From: Charles Giefer (cgiefer@cs.washington.edu)
Date: Mon Apr 19 2004 - 16:30:14 PDT
Relational Databases for Quering XML Documents: Limitations and
Opportunities
Shanmugasundaram et al.
This paper focuses on using standard relational database technology to
process XML documents and their related queries. There are four main
aspects of this process. The first is creating a schema for the relational
database from XML information (specifically DTDs). The second is to load
the XML document into the relational database. The third is to translate
queries over the XML document into queries into the relational database.
The fourth is to output the results in XML format.
There are several problems that are encountered in this process. One such
problem is that XML is not in first normal form. Therefore, it is difficult
to come up with a schema that describes the data completely, efficiently,
and compactly. They posed three methods to derive a schema based on DTD
information: Basic, Shared and Hybrid. Basic was the simplest translation
but very inefficient because it made a unique table for each element.
Shared made tables only for the shared elements and root elements. Hybrid
is a minor modification of the Shared method and reduces the number of
tables in some cases (but increases the number of elements in the tables).
Hybrid and Shared were the better solutions and their related performances
were compared. I was slightly surprised that only qualitative results were
used to compare performance instead of an additional quantitative evaluation
of performance (execution time) on a real database. Maybe this is an
insignificant point, but it would have been nice to see which schema allowed
the fastest queries (not simply the fewest number of joins--there must be
more factors).
Simplifying the DTDs was one way they made this translation easier. They
took complicated DTD rules and reduced them into smaller and simpler rules.
Their transforms lost typing information, and their defense for why this is
possible seemed a little problematic. It clearly does not permit
roundtripping, but it may be "good enough" for this method. Also, the XML
document must already conform to the DTD, so we know we have valid data.

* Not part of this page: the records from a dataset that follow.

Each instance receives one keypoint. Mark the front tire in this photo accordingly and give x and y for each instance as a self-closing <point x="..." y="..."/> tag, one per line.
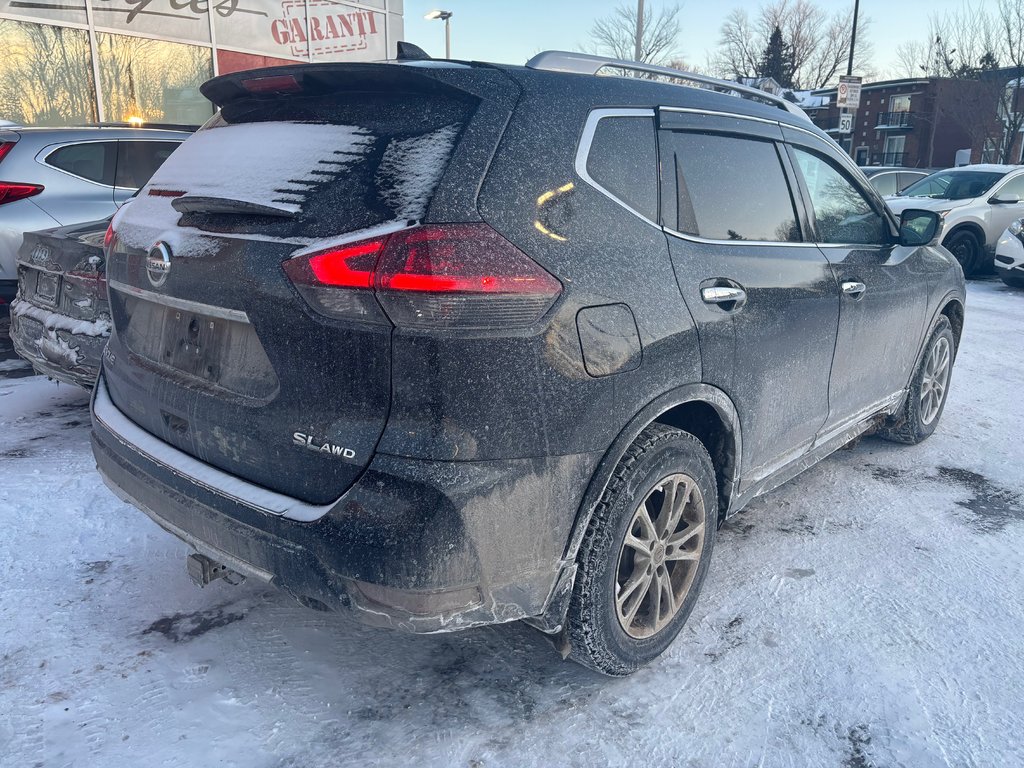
<point x="645" y="553"/>
<point x="927" y="396"/>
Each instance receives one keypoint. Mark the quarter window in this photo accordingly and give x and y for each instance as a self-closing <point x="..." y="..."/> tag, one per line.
<point x="1014" y="186"/>
<point x="731" y="188"/>
<point x="93" y="161"/>
<point x="623" y="159"/>
<point x="137" y="161"/>
<point x="842" y="214"/>
<point x="885" y="183"/>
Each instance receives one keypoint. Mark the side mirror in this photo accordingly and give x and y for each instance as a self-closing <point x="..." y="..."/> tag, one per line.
<point x="1005" y="200"/>
<point x="919" y="227"/>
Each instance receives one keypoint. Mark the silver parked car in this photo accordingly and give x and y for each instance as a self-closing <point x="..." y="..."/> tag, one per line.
<point x="58" y="176"/>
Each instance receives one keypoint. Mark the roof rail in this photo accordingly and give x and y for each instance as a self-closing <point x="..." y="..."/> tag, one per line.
<point x="586" y="64"/>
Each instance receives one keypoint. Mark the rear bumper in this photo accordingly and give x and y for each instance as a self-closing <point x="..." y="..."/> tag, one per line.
<point x="419" y="546"/>
<point x="73" y="358"/>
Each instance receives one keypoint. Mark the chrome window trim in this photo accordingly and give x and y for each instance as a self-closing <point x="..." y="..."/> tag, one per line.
<point x="587" y="139"/>
<point x="237" y="315"/>
<point x="717" y="114"/>
<point x="762" y="243"/>
<point x="50" y="148"/>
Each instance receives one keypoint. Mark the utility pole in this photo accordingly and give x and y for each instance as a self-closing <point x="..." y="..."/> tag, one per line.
<point x="853" y="37"/>
<point x="638" y="49"/>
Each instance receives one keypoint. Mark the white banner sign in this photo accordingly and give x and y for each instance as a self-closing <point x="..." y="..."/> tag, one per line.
<point x="333" y="32"/>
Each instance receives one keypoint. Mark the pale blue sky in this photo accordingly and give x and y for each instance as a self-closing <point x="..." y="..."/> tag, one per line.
<point x="511" y="31"/>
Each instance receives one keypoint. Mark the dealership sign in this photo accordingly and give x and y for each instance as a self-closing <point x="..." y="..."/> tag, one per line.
<point x="286" y="29"/>
<point x="329" y="29"/>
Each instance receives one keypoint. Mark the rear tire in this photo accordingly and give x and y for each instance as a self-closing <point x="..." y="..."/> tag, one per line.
<point x="966" y="249"/>
<point x="645" y="553"/>
<point x="927" y="396"/>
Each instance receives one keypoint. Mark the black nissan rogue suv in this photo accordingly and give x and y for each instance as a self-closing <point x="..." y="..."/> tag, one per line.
<point x="443" y="344"/>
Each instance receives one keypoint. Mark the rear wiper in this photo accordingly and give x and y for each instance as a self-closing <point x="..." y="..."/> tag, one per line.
<point x="199" y="204"/>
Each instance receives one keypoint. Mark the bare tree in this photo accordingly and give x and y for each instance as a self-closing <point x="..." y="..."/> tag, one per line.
<point x="45" y="75"/>
<point x="985" y="52"/>
<point x="819" y="41"/>
<point x="615" y="34"/>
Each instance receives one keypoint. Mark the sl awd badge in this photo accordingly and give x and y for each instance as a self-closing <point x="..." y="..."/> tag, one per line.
<point x="322" y="446"/>
<point x="158" y="264"/>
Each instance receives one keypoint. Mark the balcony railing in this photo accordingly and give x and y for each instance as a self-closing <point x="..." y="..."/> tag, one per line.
<point x="888" y="158"/>
<point x="895" y="120"/>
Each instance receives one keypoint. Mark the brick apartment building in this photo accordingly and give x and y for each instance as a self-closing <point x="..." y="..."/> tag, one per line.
<point x="900" y="122"/>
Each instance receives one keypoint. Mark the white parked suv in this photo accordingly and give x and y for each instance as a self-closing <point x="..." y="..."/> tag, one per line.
<point x="1010" y="255"/>
<point x="977" y="204"/>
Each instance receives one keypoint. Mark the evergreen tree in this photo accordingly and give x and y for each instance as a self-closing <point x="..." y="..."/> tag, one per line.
<point x="777" y="60"/>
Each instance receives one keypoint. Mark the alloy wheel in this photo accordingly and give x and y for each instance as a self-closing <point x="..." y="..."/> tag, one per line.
<point x="659" y="555"/>
<point x="935" y="380"/>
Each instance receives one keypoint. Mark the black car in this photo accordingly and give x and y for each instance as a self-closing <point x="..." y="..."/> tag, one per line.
<point x="60" y="320"/>
<point x="891" y="179"/>
<point x="452" y="344"/>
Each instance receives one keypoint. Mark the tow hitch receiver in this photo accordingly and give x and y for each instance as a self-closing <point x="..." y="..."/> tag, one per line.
<point x="203" y="570"/>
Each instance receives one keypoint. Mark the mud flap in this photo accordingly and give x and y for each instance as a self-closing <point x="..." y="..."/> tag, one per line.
<point x="203" y="570"/>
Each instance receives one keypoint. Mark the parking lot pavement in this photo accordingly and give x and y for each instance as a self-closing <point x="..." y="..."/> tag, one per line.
<point x="868" y="612"/>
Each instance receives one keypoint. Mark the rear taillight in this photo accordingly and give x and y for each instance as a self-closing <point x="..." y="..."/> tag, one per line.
<point x="11" y="190"/>
<point x="451" y="275"/>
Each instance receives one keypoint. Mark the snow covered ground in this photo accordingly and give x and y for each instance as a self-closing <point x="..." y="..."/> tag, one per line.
<point x="867" y="613"/>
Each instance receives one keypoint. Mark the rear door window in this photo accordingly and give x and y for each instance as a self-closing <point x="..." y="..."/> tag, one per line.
<point x="731" y="188"/>
<point x="137" y="161"/>
<point x="842" y="213"/>
<point x="94" y="161"/>
<point x="623" y="159"/>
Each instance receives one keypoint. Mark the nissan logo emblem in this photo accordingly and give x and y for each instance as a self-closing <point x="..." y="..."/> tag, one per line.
<point x="158" y="264"/>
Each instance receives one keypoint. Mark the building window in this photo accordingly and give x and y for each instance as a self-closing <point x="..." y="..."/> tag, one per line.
<point x="893" y="154"/>
<point x="45" y="75"/>
<point x="899" y="103"/>
<point x="154" y="80"/>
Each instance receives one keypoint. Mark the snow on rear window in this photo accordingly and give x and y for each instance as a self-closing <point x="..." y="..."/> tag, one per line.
<point x="411" y="169"/>
<point x="273" y="164"/>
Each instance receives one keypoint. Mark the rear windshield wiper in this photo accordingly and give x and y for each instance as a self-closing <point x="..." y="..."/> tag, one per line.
<point x="199" y="204"/>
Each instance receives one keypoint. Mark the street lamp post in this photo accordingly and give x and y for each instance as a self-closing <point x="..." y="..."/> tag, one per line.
<point x="445" y="16"/>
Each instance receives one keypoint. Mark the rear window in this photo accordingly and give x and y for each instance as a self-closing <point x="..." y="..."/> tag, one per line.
<point x="730" y="188"/>
<point x="93" y="161"/>
<point x="623" y="159"/>
<point x="329" y="165"/>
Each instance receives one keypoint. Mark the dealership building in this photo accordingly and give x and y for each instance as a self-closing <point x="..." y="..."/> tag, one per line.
<point x="87" y="61"/>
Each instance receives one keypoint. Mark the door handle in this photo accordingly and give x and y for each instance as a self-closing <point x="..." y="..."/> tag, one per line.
<point x="722" y="294"/>
<point x="853" y="288"/>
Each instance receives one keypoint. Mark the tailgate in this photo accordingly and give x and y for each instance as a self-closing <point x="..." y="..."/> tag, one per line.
<point x="214" y="350"/>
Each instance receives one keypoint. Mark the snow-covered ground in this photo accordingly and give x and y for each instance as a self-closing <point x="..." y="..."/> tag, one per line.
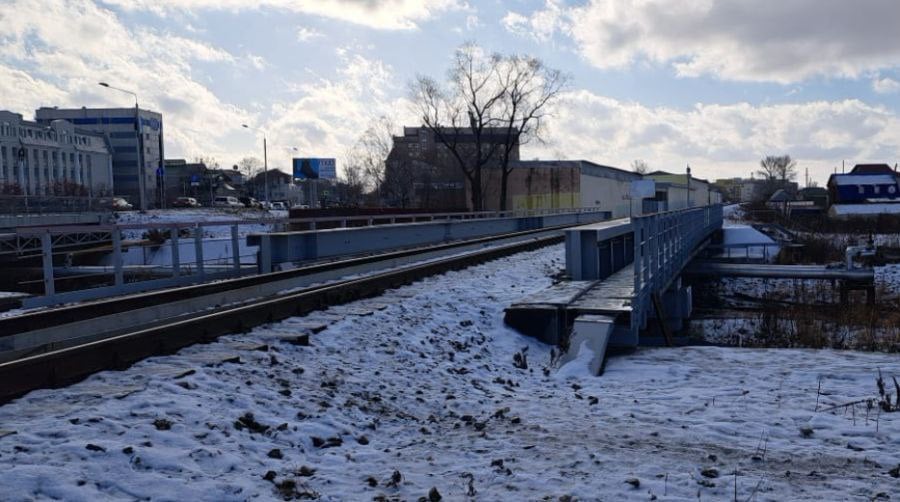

Converting the XML queries to SQL queries is a major issue that was not
fully addressed in this paper. It talks about some methods, but it is by no
means comprehensive. There are no formal semantics for the translation. It
is not even clear if SQL can express everything that can be expressed in an
XML query.
Finally, the translation back to XML was almost trivial. One exception that
was addressed was where related elements are nested using a "order by"
qualifier.
While they don't claim to be a comprehensive analysis of the topic, this
paper does a good job of introducing many key components to using a
relational database to query an XML document. The biggest contribution in
my opinion is the translation from XML to a relational database.
Automatically deriving the relational database schema is a significant
contribution. The remaining contributions seem a little weak in their
development, especially the translation between queries.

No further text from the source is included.